不如說,他就算昨天晚上入睡前還在那“磨牙吮血”,非要在項葵腿上咬八個十個牙印“以平怒火”不可,今早一見到她一臉睡懵了的傻樣,頭發都沒梳就下來了,臉那么小小素白一張,瞬間百煉鋼化為繞指柔,一腔熱血就像啞了的炮,被他輕飄飄當個屁放了,屁的主要內容是“寶貝冷不冷”。
越清,你就這么沒出息
對,就是這么沒出息。
怎么了,犯法項葵只惹他生氣不惹別人生氣,這說明她愛他,那個同事有這待遇連生氣的資格都沒,笑了。
但現在的狀況顯然超出了他的預料。
衛生間里放著藍白配色的尿墊,買錯了尺寸,就一塊地磚那么大。項葵下樓取外賣去了,越清沒用,而是趁她出去時地把衛生間門踢上,有力的狗爪搭著,一臉冷靜地把毛屁股坐上圈圈,水聲淅瀝瀝,他又反身去按沖洗按鈕,終于暫時解決了噓噓問題。
這倒沒什么不習慣的,為了衛生,他在項葵這一向也都是坐著來。
毀尸滅跡后,越清,也就是此時的卷卷,沉著地坐在客廳的鏡子前,開始思考人生。
都這樣了,他再怎么樣也得明白,是昨晚那個夢出了差錯。更能磨滅他世界觀的事情也經歷過了,越清現在也懶得多此一舉吐槽什么,他滿腦子就幾個問題來回轉悠
我說要去咬人,沒說要變成狗。
都系統了能不能有點創新性思維,人沒長牙么
還有二天,這時間點掐的倒好,他變狗了,那原本的越清不是還躺床上么。他平時為了防那只邊牧睡覺都反鎖門的,往好點想越夏次日發現哥不見了破門而入送到醫院去做研究,往差點想,他二天滴水未進,會不會回去就成樓蘭干尸了。
不至于吧。
點不趕巧,就平常項葵那他約會遲到半小時就認真懷疑他是不是死了的性子,要是之前沒和他吵架,現在早單槍匹馬殺過去問問了。
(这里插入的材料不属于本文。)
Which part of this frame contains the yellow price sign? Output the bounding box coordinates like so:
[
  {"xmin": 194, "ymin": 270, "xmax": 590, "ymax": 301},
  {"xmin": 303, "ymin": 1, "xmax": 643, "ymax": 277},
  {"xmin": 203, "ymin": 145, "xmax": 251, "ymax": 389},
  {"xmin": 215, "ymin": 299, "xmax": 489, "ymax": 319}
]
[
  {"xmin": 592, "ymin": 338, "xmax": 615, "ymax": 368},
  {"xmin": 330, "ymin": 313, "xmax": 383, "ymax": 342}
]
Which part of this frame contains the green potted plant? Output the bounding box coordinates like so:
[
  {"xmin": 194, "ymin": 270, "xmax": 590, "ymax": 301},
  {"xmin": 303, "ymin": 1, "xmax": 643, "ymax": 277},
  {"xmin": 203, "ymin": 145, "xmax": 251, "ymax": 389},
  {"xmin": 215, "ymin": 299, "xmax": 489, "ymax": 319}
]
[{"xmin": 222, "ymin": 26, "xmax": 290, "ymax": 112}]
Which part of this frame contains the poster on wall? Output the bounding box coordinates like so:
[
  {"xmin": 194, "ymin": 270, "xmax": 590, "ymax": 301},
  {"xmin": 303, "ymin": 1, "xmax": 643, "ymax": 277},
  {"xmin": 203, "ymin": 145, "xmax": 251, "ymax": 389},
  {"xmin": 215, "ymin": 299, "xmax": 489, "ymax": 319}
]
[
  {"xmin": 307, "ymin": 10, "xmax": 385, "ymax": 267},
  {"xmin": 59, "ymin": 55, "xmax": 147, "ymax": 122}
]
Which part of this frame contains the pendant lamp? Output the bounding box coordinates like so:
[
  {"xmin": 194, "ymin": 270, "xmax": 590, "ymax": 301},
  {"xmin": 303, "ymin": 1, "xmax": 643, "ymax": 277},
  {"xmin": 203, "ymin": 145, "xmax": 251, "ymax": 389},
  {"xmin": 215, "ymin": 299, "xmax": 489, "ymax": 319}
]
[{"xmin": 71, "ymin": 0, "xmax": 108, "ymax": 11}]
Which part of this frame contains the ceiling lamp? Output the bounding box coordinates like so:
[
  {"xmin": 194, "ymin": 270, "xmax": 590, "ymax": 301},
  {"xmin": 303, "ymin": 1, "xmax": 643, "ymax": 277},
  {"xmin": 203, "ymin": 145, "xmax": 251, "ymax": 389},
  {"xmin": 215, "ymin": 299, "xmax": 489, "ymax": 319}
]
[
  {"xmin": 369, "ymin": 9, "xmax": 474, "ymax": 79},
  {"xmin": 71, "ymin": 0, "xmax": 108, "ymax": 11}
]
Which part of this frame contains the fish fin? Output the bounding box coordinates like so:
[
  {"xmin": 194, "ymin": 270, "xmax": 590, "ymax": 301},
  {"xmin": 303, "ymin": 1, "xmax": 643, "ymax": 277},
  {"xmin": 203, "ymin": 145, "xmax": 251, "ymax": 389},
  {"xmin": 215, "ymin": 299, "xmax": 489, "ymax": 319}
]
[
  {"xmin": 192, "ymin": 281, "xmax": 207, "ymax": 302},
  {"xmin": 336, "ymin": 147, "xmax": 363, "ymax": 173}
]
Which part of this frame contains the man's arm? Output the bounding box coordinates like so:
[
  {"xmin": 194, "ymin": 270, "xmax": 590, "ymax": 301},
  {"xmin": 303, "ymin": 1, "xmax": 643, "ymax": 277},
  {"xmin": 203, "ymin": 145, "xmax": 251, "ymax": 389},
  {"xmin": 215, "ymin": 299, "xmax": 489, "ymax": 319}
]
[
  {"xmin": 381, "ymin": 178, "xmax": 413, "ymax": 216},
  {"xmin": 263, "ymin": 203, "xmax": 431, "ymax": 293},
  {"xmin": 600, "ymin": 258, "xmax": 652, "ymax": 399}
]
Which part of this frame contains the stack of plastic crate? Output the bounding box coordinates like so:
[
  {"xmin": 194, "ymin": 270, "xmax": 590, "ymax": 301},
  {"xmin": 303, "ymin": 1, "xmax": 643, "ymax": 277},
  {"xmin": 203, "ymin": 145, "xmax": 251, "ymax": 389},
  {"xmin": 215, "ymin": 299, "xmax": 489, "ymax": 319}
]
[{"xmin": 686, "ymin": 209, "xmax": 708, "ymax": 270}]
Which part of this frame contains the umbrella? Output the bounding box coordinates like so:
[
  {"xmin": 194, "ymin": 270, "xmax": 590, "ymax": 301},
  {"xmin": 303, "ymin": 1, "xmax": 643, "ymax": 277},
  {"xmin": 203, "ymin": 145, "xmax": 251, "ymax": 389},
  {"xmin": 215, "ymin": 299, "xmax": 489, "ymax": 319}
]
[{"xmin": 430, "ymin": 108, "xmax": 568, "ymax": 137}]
項葵拎著外賣回來了,看來她今天胃口不太好,就點了碗面,坐小茶幾后邊的地上,放空似的看甄嬛傳。
情節正好演到滴血驗親,氣氛緊張得不行,越清搖著大尾巴親親熱熱湊過去,被她推開了,“你不能吃這個。”
越清又往前靠了靠,見她臉上出現了點苦惱和無奈的表情,最后還是默許他挨著了,只是把碗給稍微端遠了點。
就是這個。
其實他反省了挺久,想來想去,還是自己的原因占多些。
他這么鬧,不是真想讓項葵給出個解決的辦法,把那人拉黑或者真把戒指天天戴著嗎沒意思,他也不會勉強。說到底,他一開始對項葵什么態度,對外人就是什么態度,可能還要再冷淡點。唯獨對她這么“蹬鼻子上臉”動輒就撒嬌打滾的,好像項葵每次無奈地看他,他才能確確實實感覺到她把自己放在心上。
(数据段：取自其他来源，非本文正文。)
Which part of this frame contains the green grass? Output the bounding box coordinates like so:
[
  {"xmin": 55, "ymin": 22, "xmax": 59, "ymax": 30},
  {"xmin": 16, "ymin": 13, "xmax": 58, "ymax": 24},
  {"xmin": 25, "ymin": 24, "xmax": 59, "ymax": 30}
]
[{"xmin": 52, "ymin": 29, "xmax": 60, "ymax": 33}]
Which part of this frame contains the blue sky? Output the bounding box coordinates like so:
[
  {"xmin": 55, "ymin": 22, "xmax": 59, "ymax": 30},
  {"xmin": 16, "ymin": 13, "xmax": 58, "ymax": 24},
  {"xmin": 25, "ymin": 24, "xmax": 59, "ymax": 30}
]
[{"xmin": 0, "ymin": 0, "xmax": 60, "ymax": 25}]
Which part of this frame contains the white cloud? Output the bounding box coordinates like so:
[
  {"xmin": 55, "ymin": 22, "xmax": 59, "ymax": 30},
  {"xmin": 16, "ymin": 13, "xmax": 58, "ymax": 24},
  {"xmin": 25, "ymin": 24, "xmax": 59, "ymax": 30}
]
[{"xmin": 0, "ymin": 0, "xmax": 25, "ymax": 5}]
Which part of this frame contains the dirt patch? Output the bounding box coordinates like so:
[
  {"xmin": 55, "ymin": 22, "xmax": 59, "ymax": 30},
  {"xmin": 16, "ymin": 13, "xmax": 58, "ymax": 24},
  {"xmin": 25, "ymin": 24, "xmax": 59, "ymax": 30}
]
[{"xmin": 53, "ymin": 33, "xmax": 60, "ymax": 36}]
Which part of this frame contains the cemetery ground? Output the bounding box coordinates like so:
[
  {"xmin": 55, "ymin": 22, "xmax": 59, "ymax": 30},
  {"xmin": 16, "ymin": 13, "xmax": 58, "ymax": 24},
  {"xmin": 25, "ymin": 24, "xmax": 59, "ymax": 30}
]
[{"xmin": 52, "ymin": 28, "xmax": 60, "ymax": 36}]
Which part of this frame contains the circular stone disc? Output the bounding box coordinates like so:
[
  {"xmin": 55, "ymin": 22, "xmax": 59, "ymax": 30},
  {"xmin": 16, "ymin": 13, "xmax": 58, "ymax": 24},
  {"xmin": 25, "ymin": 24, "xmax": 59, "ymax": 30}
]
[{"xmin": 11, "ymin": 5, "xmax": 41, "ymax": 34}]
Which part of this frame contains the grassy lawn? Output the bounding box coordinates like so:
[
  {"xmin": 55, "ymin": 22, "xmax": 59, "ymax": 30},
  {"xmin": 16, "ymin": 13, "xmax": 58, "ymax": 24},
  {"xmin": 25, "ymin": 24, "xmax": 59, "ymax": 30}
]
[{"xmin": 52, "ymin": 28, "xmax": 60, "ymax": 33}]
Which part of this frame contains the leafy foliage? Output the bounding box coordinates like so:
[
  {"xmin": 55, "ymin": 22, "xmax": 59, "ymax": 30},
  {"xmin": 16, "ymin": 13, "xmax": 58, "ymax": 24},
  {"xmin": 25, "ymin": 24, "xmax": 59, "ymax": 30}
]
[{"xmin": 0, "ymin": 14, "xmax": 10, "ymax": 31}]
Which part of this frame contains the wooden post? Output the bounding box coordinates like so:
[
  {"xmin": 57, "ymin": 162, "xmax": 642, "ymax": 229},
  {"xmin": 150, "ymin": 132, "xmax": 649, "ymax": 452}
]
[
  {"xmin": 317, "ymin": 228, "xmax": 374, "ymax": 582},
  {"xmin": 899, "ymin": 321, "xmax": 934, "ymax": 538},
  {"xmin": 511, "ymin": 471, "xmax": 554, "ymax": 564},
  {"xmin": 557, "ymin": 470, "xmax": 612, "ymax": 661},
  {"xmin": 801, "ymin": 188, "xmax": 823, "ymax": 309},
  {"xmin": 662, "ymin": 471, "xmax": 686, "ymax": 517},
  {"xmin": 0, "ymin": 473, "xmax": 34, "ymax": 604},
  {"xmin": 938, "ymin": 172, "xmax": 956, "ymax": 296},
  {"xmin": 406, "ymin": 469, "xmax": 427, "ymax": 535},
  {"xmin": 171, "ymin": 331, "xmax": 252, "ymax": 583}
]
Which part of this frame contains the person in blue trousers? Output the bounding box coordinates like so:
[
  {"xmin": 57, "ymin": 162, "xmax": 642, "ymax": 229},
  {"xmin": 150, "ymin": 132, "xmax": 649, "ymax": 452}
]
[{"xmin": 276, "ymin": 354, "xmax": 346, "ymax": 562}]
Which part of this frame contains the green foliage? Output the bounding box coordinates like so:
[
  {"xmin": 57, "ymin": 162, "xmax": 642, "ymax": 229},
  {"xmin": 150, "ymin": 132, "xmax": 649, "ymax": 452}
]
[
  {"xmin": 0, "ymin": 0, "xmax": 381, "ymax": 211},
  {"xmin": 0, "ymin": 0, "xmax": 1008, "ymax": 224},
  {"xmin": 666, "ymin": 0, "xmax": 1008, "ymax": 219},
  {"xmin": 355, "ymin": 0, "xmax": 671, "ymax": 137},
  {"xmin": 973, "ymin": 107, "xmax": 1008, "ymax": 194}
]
越清不知道自己給的安全感夠不夠,也無從考證,但反正他應該是有點缺。項葵從來不過問他去哪,也對他身邊的異性一點反應都沒有,和他鬧別扭,反應也向來很淡,好像他對她的需求要大得多得多還真應了他媽的那句話,就算沒有他,她自己一個人也能過得很好。
雖然不想承認,但越清每天都感覺自己抱著個大金礦招搖過市。
想讓所有人知道她的可愛之處。
又想讓所有人都不要知道。
項葵還在吃面,嚼一會兒就開始神游,筷子都放下了。
她右手自然地垂著。畫畫的手,修長細膩,指腹圓潤,中指的指側有道握筆繭,小拇指那有個顏色淺淡的小疤,不仔細看根本看不見。